To ensure the quality of its data collection programs and data releases, an effective statistical agency combines formal quality assurance programs with mechanisms and processes for obtaining both inside and outside reviews (see Practice 6). Formal quality assurance programs include such procedures as well-developed methods for detecting outliers and other errors in raw data, as well as methods for identifying errors from editing and other data processing steps. Reviews help ensure data quality by addressing various aspects of an agency’s operations, including the soundness of the data collection and estimation methods and the completeness of the documentation of the methods used and the error properties of the data. For individual reports, formal processes are needed that incorporate review by agency technical experts and, as appropriate, by technical experts in other agencies and outside the government.16
An effective statistical agency keeps up to date on developments that may be relevant to its program—for example, methods for combining data from more than one source and for estimating error in the resulting statistics (see NASEM, 2017b, 2017c, 2017d, 2018a, 2018d, 2019d, 2020a); and new technologies for data collection, processing, and dissemination (see, e.g., NASEM, 2018c, 2019b; NRC, 2013a).

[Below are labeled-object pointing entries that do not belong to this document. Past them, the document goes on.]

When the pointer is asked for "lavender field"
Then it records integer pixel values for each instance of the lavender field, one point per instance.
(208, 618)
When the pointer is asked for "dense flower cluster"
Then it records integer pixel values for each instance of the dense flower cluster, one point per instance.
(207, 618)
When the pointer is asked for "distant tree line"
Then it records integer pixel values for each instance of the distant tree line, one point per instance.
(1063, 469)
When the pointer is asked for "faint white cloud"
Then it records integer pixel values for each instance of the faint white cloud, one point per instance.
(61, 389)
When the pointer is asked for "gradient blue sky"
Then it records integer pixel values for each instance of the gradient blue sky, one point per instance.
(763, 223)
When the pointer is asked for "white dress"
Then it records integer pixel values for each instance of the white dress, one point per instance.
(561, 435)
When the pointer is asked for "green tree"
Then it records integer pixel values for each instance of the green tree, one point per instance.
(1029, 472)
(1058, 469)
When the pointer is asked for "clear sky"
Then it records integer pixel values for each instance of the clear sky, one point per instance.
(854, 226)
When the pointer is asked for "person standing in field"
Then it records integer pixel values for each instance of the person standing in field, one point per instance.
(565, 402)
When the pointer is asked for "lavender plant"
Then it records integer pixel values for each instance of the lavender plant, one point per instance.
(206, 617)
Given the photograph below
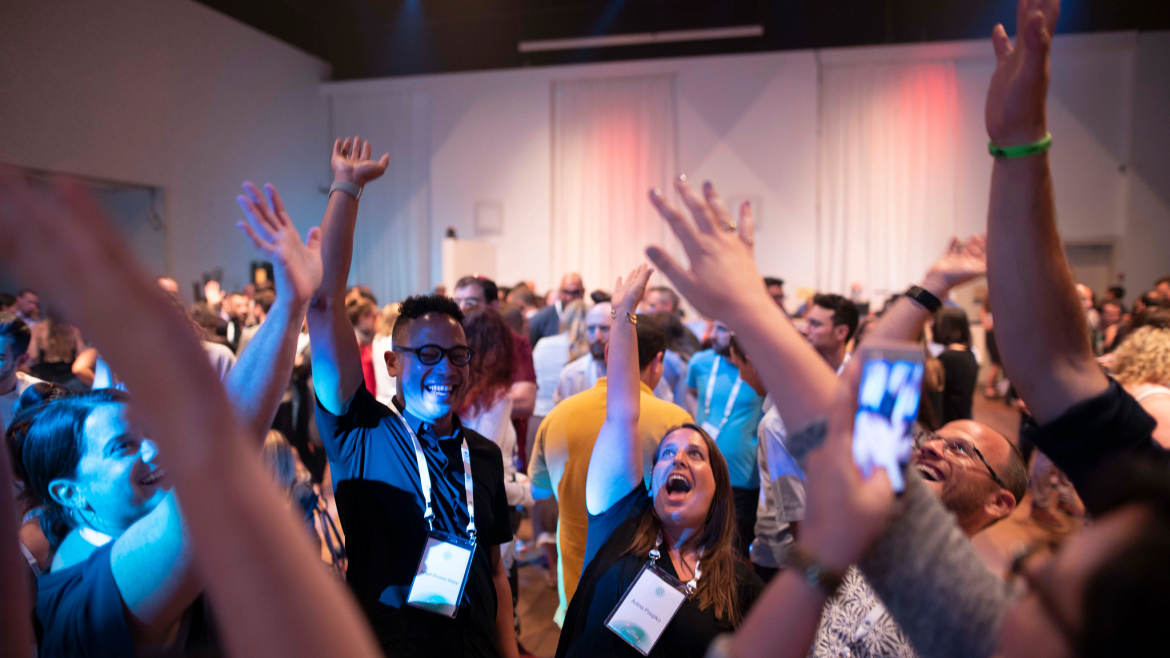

Statistical agencies should be alert to social and economic changes that may call for innovations in the concepts or methods they use (see, e.g., NASEM, 2017a, 2018b, 2019c, 2020a). The need for change often conflicts with the need for comparability with past data series. Agencies have the responsibility to manage this conflict by initiating more relevant series or revising existing series to improve quality, while providing information to compare old and new series.
The best resource for ensuring high-quality data is a strong professional staff, which includes experts in the subject-matter fields covered by the agency’s program, experts in statistical methods and techniques, and experts in data collection, computing and information science, and other operations (see Practice 4). A major function of an agency’s leadership is
to strike a balance among these staff and to promote collaboration, with each group of experts contributing to the work of the others. An effective statistical agency encourages professional staff to participate in relevant professional associations to refresh their skills and knowledge and to develop networks of experts from other statistical agencies, academia, and the private sector (see Practice 4).
An effective statistical agency also has policies and practices to instill the highest possible commitment to professional ethics among its staff. Because knowledge of codes of ethics from professional associations can reinforce this commitment in the agency culture, an effective agency ensures that its staff members are aware of and have access to such statements of professional practice as those of the American Association for Public Opinion Research (2015), the American Statistical Association (2018), and the International Statistical Institute (2010), as well as to the agency’s own policies and practices regarding such matters as the protection of confidentiality, respect for privacy, and standards for data quality. An effective agency endeavors in other ways as well to ensure that its staff are fully cognizant of the ethics that must guide their actions in order for the agency to maintain its credibility as a source of objective, reliable information for use by all (Hartman et al., 2014).